Their neighborhood is not so crowded that they rub shoulders with their neighbors. The Zapata family has a different problem. Employment was already scarce in the rural community. The lockdown means providing for their five children is far more complicated, particularly because the children no longer receive a meal at school or their temporarily closed Compassion center.

“We stopped going to classes at the Compassion center, and I miss it a lot,” says James. “The center has always been a blessing for us. They gave us food and taught us about the Bible.”

Before Compassion’s intervention, the Zapatas faced a terrible decision: Stay home and risk starvation or try to find work and risk contagion. Amid the difficult situation, the boys’ Compassion-assisted child development center continues providing vital support. Staff visit vulnerable families to check on their well-being and deliver supplies.

“The children are our priority. By doing this, coming to their houses, bringing them food and asking how they’re doing during this quarantine, we are helping them cope and showing them that we care,” says center tutor Gleydis Castillo. “That is why the assistance we offer hasn’t stopped despite the crisis, because it’s in our hearts to provide them with as much help as we can.”

As the world observes physical distancing, our church partners are never far away.

Two boys look out the window of a mud and wood home.

Although child development centers are closed, the children remain in the staff’s prayers, thoughts and actions.

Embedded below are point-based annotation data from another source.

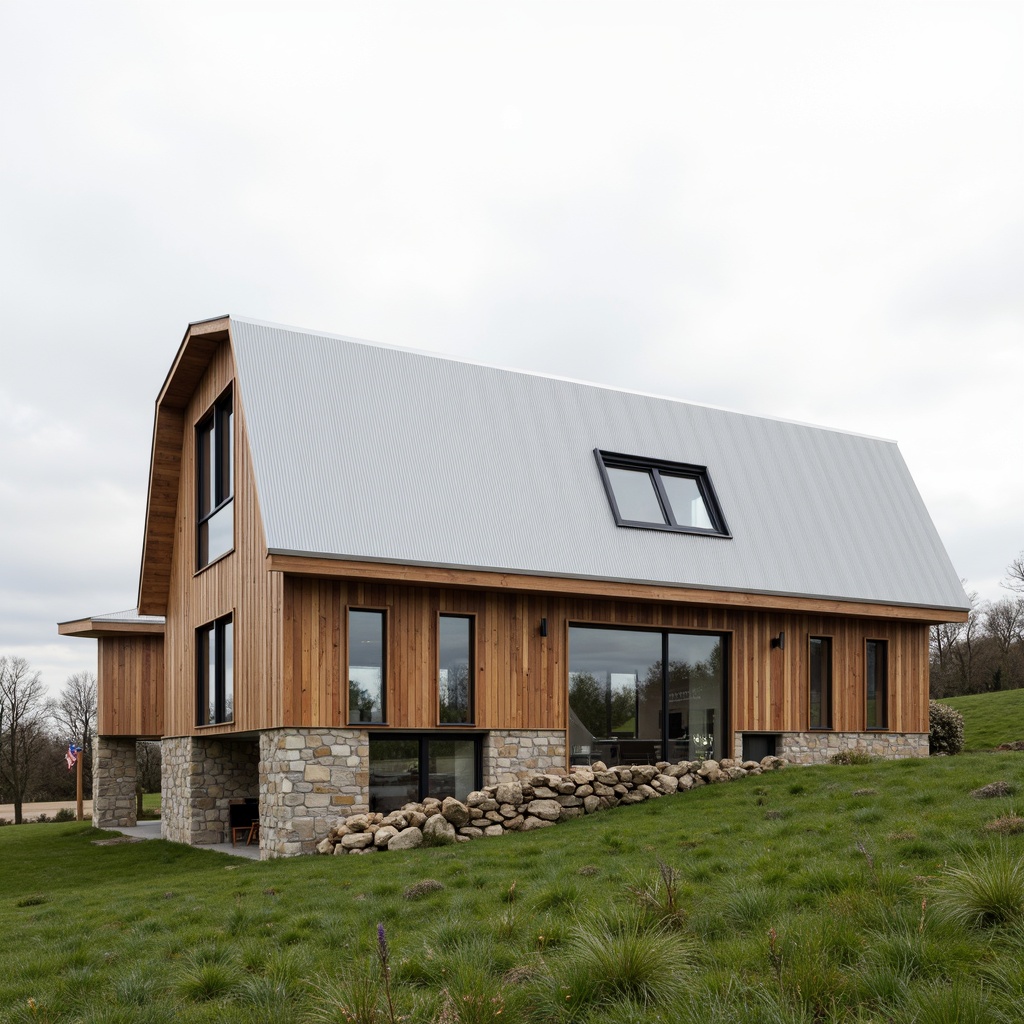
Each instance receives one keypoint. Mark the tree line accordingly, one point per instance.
(986, 652)
(36, 731)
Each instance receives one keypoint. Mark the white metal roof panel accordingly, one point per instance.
(374, 453)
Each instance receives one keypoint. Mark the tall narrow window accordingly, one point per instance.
(877, 673)
(215, 482)
(820, 682)
(455, 675)
(366, 667)
(215, 672)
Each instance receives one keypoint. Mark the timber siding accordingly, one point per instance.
(238, 584)
(522, 678)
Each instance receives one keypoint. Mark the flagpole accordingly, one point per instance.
(78, 764)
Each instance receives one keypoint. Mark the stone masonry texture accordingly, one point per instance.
(114, 777)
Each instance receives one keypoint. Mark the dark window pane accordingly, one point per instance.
(394, 773)
(227, 685)
(452, 767)
(877, 685)
(687, 503)
(820, 683)
(615, 694)
(455, 679)
(695, 697)
(366, 667)
(635, 495)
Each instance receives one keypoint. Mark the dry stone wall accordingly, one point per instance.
(539, 801)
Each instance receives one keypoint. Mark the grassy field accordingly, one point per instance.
(990, 719)
(862, 893)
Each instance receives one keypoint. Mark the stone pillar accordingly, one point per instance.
(308, 778)
(200, 777)
(523, 752)
(114, 777)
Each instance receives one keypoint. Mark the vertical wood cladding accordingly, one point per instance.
(130, 686)
(238, 585)
(522, 677)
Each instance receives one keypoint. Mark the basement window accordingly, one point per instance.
(652, 494)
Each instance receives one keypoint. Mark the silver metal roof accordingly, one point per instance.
(368, 452)
(128, 615)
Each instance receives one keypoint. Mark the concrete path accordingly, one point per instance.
(144, 829)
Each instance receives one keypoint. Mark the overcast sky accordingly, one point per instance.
(810, 211)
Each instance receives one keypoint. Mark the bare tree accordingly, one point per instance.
(74, 714)
(23, 713)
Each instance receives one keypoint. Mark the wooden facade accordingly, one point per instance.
(290, 617)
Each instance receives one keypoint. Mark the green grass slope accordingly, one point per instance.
(854, 893)
(990, 719)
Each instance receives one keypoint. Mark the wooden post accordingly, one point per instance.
(78, 765)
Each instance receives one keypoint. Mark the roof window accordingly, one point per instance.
(652, 494)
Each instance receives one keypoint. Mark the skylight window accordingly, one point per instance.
(651, 494)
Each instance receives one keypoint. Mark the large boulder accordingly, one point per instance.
(438, 826)
(455, 811)
(546, 810)
(408, 839)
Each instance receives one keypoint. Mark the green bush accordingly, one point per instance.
(945, 729)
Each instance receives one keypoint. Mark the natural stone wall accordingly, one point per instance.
(522, 752)
(114, 776)
(200, 777)
(817, 748)
(537, 802)
(307, 778)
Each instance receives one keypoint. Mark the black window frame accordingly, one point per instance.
(384, 666)
(655, 467)
(220, 418)
(424, 739)
(825, 704)
(471, 672)
(725, 638)
(217, 632)
(882, 684)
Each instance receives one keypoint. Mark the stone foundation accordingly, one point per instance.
(817, 748)
(200, 777)
(114, 777)
(521, 753)
(308, 778)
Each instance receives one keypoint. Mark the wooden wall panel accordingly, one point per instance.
(130, 686)
(238, 584)
(522, 678)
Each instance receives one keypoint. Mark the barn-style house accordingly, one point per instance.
(371, 574)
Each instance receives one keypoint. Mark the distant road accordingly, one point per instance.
(34, 810)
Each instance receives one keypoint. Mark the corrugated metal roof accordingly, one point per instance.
(375, 453)
(128, 615)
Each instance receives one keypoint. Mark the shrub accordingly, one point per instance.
(945, 729)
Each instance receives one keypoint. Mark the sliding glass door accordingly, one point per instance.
(643, 695)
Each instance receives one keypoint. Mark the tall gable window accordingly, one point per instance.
(877, 683)
(215, 672)
(215, 482)
(652, 494)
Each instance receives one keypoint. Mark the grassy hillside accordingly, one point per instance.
(845, 894)
(990, 719)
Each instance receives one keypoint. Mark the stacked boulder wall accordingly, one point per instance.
(524, 805)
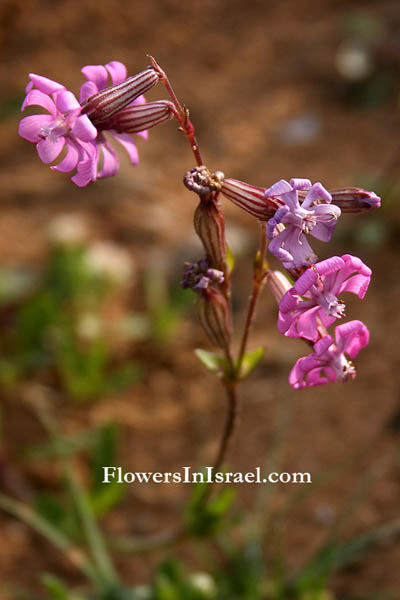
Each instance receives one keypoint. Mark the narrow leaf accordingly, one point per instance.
(250, 361)
(213, 362)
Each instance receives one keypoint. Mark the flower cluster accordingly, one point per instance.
(111, 107)
(309, 302)
(81, 128)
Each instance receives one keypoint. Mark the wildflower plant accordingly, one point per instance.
(289, 214)
(309, 293)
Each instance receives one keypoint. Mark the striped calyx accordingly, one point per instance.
(139, 117)
(250, 198)
(106, 103)
(215, 317)
(209, 225)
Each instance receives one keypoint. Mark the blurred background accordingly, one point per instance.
(95, 329)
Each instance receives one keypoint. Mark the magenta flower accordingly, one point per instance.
(330, 360)
(63, 126)
(313, 300)
(291, 222)
(106, 161)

“We remain at their side,” says center Director Reynesto Garcia in the Philippines. “We are on the front lines. It is our call of duty.”

Back in Kibera, Guadenica skips inside. Her mother pours precious water from a bucket so the little girl can wash her hands, a virus-prevention lesson they learned from Compassion staff. Later, they’ll have a meal made possible with the food basket the church partner provided.

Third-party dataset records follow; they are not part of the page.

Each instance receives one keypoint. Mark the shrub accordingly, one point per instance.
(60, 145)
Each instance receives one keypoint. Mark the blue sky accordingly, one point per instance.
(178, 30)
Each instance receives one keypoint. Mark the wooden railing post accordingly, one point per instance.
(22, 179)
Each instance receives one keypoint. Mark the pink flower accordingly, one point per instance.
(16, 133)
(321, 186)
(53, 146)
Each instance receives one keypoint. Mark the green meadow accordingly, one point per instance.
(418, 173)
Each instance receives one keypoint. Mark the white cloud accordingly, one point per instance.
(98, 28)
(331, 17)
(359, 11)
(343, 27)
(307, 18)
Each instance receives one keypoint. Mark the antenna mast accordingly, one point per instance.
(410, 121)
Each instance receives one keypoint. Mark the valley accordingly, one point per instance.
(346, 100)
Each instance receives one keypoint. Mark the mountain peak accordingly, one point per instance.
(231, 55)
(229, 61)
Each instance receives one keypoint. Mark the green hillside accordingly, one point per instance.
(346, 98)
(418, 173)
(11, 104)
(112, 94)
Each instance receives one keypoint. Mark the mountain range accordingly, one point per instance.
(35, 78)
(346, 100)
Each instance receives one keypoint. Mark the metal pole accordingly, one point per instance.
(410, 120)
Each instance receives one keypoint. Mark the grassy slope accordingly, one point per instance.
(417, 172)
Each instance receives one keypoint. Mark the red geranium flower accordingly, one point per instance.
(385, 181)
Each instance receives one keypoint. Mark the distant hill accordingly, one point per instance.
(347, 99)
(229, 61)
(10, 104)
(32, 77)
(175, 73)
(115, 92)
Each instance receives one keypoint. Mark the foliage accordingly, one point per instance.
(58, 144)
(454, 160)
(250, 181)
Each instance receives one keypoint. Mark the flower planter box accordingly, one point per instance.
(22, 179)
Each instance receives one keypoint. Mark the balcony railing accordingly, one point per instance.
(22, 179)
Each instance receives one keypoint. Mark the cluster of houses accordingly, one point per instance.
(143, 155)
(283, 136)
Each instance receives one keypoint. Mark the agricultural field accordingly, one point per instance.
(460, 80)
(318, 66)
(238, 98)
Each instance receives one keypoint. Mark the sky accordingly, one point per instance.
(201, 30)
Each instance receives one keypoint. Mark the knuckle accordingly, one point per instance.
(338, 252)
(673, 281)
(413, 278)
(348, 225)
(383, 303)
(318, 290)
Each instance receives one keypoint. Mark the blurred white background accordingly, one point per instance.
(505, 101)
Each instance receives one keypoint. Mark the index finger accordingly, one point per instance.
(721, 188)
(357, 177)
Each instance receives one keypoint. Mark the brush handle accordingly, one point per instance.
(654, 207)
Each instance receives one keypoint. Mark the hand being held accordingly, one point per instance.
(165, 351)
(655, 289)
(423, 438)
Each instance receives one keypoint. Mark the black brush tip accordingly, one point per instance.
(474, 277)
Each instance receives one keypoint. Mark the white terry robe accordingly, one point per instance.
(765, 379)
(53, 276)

In places where social distancing is a distant dream, Compassion’s church partners are doing all they can to protect the vulnerable.

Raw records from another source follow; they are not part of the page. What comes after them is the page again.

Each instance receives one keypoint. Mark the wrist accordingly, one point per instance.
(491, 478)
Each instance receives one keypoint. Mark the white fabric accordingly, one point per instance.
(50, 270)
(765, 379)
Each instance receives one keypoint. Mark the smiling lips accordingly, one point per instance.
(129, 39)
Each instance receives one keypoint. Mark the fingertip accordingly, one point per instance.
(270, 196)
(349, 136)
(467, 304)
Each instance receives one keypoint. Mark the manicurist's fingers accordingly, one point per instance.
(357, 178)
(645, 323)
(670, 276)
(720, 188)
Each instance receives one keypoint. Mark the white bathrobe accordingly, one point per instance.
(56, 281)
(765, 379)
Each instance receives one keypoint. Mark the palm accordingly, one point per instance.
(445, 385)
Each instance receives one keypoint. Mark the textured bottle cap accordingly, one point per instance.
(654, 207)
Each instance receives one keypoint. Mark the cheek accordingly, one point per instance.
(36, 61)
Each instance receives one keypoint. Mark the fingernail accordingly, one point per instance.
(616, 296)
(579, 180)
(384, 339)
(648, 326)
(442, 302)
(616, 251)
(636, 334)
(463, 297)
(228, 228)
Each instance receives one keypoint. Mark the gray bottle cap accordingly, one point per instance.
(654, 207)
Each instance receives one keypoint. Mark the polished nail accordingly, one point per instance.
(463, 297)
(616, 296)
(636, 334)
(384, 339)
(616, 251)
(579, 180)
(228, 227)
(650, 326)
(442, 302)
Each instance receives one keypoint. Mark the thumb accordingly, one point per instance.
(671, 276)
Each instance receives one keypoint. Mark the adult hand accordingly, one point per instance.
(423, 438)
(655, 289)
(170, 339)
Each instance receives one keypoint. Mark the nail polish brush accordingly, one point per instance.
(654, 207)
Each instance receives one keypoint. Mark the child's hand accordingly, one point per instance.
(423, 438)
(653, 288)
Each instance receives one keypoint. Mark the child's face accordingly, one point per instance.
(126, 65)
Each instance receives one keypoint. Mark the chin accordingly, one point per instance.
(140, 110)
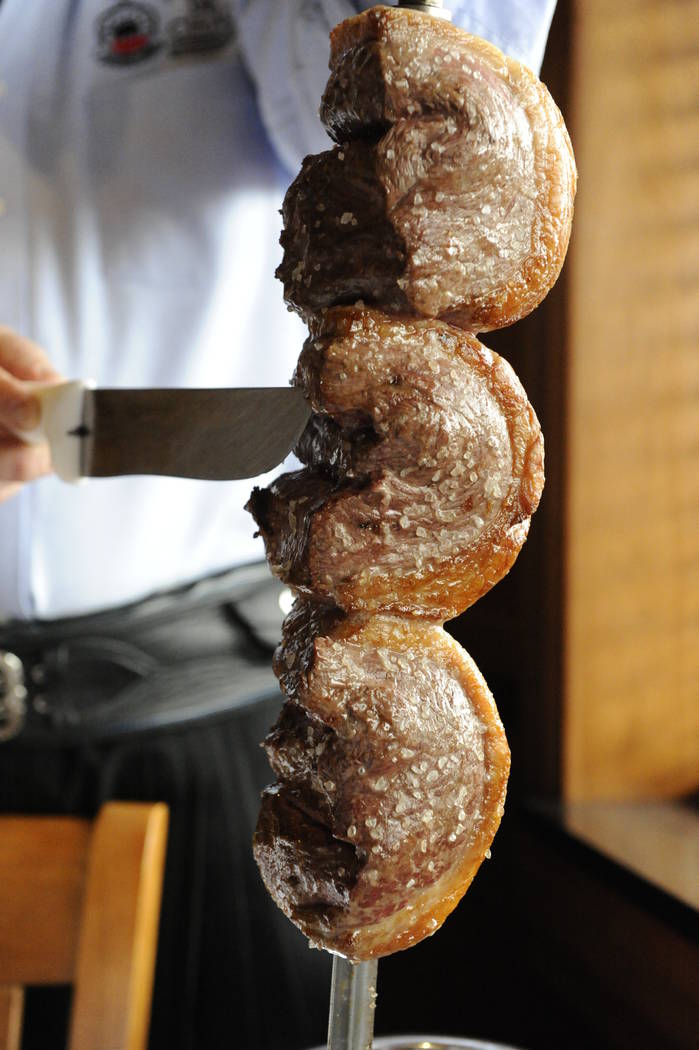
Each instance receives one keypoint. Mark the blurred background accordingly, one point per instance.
(583, 931)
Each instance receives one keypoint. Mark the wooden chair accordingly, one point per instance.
(80, 904)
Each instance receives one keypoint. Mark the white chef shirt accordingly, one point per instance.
(141, 174)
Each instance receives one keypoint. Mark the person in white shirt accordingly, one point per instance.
(145, 147)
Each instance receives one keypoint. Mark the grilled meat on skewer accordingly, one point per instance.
(393, 765)
(426, 462)
(450, 194)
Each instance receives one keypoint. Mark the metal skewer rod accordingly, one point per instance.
(353, 1002)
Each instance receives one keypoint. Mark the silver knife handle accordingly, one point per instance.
(62, 416)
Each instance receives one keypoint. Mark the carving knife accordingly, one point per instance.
(216, 435)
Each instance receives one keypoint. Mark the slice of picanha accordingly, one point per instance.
(450, 194)
(426, 462)
(392, 767)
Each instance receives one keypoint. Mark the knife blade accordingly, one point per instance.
(216, 435)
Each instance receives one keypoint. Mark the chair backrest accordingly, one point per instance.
(80, 904)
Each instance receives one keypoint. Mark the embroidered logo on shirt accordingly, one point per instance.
(205, 27)
(127, 33)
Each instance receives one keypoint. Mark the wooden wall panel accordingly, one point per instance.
(632, 545)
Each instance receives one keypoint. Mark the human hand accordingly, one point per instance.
(21, 363)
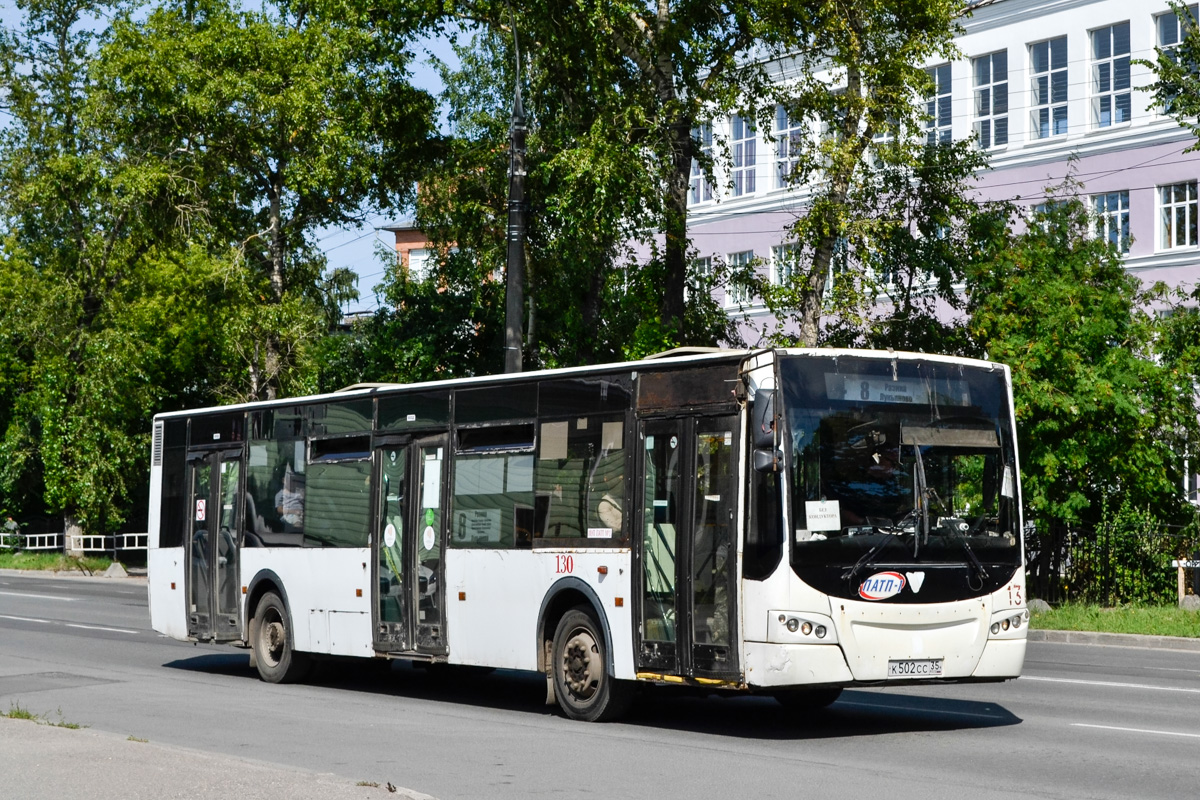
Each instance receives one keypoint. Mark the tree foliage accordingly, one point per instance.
(1176, 68)
(161, 181)
(279, 121)
(94, 276)
(1102, 419)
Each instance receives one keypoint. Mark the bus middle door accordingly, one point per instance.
(213, 545)
(688, 621)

Reporting and photos by Junieth Dinarte, Edwin Estioko, Eric D. Lema and Isaac Ogila.

2 Comments |Add a comment

  1. Leanne Long April 23, 2020

    I am praying for the care givers – Compassion staff – that continue to see to the needs of the children.

    I am praying for the two boys (Elias in Ecuador and Miguel in Peru) that I sponsor that they, their families and their Compassion staff stay healthy. I also pray for Nia in Indonesia who I sponsored for several years – she graduated from Compassion but she is never far from my thoughts. I pray that she and her family are staying healthy as well.

    May the Holy Spirit enter their minds and hearts and let them know how much they are loved.

    I continue to write to my boys even though I am sure that the letters are not yet getting through to them. I tell them in my letters that they are in my heart and in my prayers through our world wide struggle with Covid-19.

  2. Arleen Borrillo April 23, 2020

    Thank you so much to those who risk their own health to help the children and their families.

    It’s heart-breaking to know the conditions so many live in.
    I’m so very thankful for Compassion’s care of those who are so vulnerable during this pandemic.